The Mystery of Tommy Wiseau
At the center of The Room is Tommy Wiseau, a man who remains an enigma to this day. No one knows exactly where he’s from, how old he is, or how he managed to finance the movie with a mysterious $6 million. Wiseau claims he’s from New Orleans, but his accent suggests otherwise. Few years back I did a little digging because I thought I am recognizing polish accent in him and I ended up on a reddit thread that confirmed my theory. It is now officially on his wikipedia page, though he never admitted that he actually comes from Poland.
Wherever he is from, the mystery just makes the whole cult around The Room bigger.
Tommy dresses like a rock star from another dimension, wears multiple belts at once, and refuses to reveal the origins of his wealth, only offering vague explanations like having made a fortune selling leather jackets. What is certain is that he was determined to become a Hollywood star, idolizing figures like Tennessee Williams and James Dean. Instead, he ended up creating what many consider the worst movie ever made.
The $6 Million Disaster
Wiseau financed the film himself (allegedly through mysterious means), burning through $6 MILLION on the production.
For reference:
Paranormal Activity – $15,000
Blair Witch Project – $60,000
The Room – $6,000,000 (???!!!)
How? He bought (not rented) two different types of cameras and shot the movie in both digital and 35mm - at the same time.
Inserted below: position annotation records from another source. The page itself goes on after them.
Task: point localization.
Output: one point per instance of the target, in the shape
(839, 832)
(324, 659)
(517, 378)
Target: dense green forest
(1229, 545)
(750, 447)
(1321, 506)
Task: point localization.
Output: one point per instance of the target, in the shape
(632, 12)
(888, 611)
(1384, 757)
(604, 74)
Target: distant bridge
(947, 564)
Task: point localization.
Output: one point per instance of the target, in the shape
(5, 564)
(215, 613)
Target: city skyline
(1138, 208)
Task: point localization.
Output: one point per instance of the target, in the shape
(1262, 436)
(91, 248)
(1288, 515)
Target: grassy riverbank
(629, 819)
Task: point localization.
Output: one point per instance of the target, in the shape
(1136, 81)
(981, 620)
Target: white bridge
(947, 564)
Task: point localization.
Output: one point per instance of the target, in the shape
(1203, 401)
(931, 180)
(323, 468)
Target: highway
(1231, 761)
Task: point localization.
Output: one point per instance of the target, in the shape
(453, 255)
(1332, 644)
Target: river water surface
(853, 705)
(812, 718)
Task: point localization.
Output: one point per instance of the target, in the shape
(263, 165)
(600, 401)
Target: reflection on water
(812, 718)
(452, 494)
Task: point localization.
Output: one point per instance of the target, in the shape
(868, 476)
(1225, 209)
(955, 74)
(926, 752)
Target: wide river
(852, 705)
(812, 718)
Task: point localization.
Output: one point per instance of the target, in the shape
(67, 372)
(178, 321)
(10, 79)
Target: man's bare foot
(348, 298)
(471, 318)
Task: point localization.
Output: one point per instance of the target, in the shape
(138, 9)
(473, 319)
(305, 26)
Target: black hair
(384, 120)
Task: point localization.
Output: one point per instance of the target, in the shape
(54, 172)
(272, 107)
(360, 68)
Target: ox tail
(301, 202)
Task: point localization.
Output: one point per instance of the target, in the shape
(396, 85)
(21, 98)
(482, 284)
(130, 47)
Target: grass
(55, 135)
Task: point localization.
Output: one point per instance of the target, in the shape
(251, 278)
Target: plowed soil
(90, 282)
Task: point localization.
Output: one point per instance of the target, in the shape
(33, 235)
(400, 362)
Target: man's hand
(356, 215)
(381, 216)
No one does that. But Tommy did.
Entire sets were built unnecessarily, despite the fact that the real locations were available for free. The production was chaotic, with actors being replaced mid-shoot, bizarre creative choices, and a script that made little to no sense. Characters appear and disappear without explanation. Storylines lead nowhere. The dialogue is stilted, unnatural, and completely out of sync with how real people speak.
Acting That Defies Logic
Wiseau not only directed, produced, and financed The Room, but he also cast himself as the lead character, Johnny. The problem? His performance is unlike anything seen in cinema before. His delivery is robotic, his emotions appear misplaced, and his lines are punctuated by awkward, misplaced laughter. The now-iconic line “You are tearing me apart, Lisa!” was meant to be dramatic but instead became pure comedy because of how unnaturally it was performed. Even a simple greeting like “Oh hi, Mark” is delivered with inexplicable timing and stiffness.
The supporting cast, while more competent than Wiseau, had to struggle through dialogue that made little sense. Take the infamous rooftop scene where Johnny exclaims, “I did not hit her, it’s not true, it’s bullsh*t, I did not hit her, I did not… Oh hi, Mark.” It’s a masterclass in how not to act, yet it’s precisely this kind of bizarre line delivery that made The Room so entertaining.
The Football Scene(s)
Football… is a thing in The Room.
Characters casually throw a football just a few feet apart (wearing tuxedos, for no reason). No explanation. No payoff. At one point, a character falls over and disappears from the movie forever.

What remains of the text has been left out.